I'd think that it is simply troponins build up due to the decreased filtration. However I have not been able to find anything to back this up.

Specializes in Nephrology, Cardiology, ER, ICU.

I took the following from UpToDate:

Troponins — Cardiac troponins T and I (cTnT and cTnI) are the preferred biomarkers for the diagnosis of myocardial injury for all patients, including those with chronic kidney disease (CKD), who present with clinical, electrocardiogram (ECG), or imaging findings suspicious for acute myocardial infarction (AMI). Troponins are preferred to the MB isoenzyme of creatine kinase (CK-MB) because of their superior specificity and sensitivity for myocardial injury [1].

However, although still the preferred biomarker, troponins are more challenging to interpret for the diagnosis of AMI among CKD patients, compared with the general population. This is because stably elevated troponin concentrations are commonly observed in CKD patients in the absence of clinical evidence of myocardial damage [2-8]. In a systematic review and meta-analysis that included six studies of cTnT and eight studies of cTnI, the sensitivity and specificity for the diagnosis of acute coronary syndrome (ie, myocardial ischemia) ranged from 71 to 100 percent and 31 to 86 percent, respectively, for cTnT, and from 43 to 94 percent and 48 to 100 percent, respectively, for cTnI [9]. Only one study directly compared cTnT and cTnI in this review.

However, confidence in the results of this systematic review is limited. While the review is contemporary, many of the studies evaluated are not. Many of the reported assays have now been replaced by more sensitive versions (if not a high-sensitive version). Furthermore, the studies were extremely heterogeneous and used different assays and often different criteria for diagnosis. Several of the studies were originally designed to evaluate the prognostic value of troponins and thus used only a single value of troponin. Many studies relied on CK-MB for the diagnosis of MI. Neither use of a single troponin value nor use of CK-MB is consistent with the standard for diagnosis of MI reported by the Third Universal Definition of MI [1].
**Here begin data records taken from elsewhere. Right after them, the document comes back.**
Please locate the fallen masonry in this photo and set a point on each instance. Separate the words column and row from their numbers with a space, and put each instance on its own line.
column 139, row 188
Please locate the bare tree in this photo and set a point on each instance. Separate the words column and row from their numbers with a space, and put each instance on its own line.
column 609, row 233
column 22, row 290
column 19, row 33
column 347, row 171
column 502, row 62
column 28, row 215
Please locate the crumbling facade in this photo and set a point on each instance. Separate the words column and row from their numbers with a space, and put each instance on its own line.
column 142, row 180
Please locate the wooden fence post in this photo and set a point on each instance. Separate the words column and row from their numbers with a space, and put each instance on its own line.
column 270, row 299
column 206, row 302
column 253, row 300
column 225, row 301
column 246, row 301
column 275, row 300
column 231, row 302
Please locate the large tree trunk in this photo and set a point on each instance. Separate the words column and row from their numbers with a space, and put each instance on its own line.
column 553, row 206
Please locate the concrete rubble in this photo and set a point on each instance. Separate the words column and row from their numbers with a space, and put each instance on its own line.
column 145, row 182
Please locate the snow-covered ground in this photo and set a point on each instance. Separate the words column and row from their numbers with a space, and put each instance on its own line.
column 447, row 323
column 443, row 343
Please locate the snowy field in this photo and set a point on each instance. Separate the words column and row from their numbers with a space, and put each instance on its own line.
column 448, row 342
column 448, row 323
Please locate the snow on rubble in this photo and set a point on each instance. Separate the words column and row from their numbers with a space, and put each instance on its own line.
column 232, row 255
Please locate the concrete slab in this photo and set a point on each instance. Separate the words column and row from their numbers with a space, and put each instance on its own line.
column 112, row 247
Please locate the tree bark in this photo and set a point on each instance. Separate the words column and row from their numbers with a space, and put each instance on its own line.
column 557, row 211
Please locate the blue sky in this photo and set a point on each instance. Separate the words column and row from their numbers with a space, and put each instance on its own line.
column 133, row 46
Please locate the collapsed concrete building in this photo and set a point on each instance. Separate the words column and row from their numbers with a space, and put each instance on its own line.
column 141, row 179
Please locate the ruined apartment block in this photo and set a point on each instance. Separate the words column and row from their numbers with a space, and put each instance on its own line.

Specificity is even lower if newer, highly sensitive troponin assays are used [10,11]. As an example, in one study that utilized a highly sensitive assay, among 122 patients with CKD (defined as estimated glomerular filtration rate [eGFR] 10]. The use of highly sensitive troponin assays is discussed elsewhere. (

The cause of low-level troponin elevations in CKD patients is likely chronic myocardial injury or underlying structural heart disease. Stably elevated troponin concentrations have been associated with a poor long-term survival among CKD patients.

I bolded the important part.

Specializes in Dialysis.

Myocardial stunning also occurs during dialysis treatments due to the large volume changes that occur and the drop in blood pressure. 1/3 of all dialysis treatments will involve hypotension as fluid is removed from the blood it has to be replaced by fluid from the tissue. Leaky capillaries, low albumin and autonomic dysfunction also play a role. We try as dialysis nurses to minimize this pressure drop but when you remove 3-4 liters in 3-4 hours many patients do not tolerate this well. The cardiac damage is real, the answer is longer treatment times, and I have yet to meet the patient that wants longer treatment times.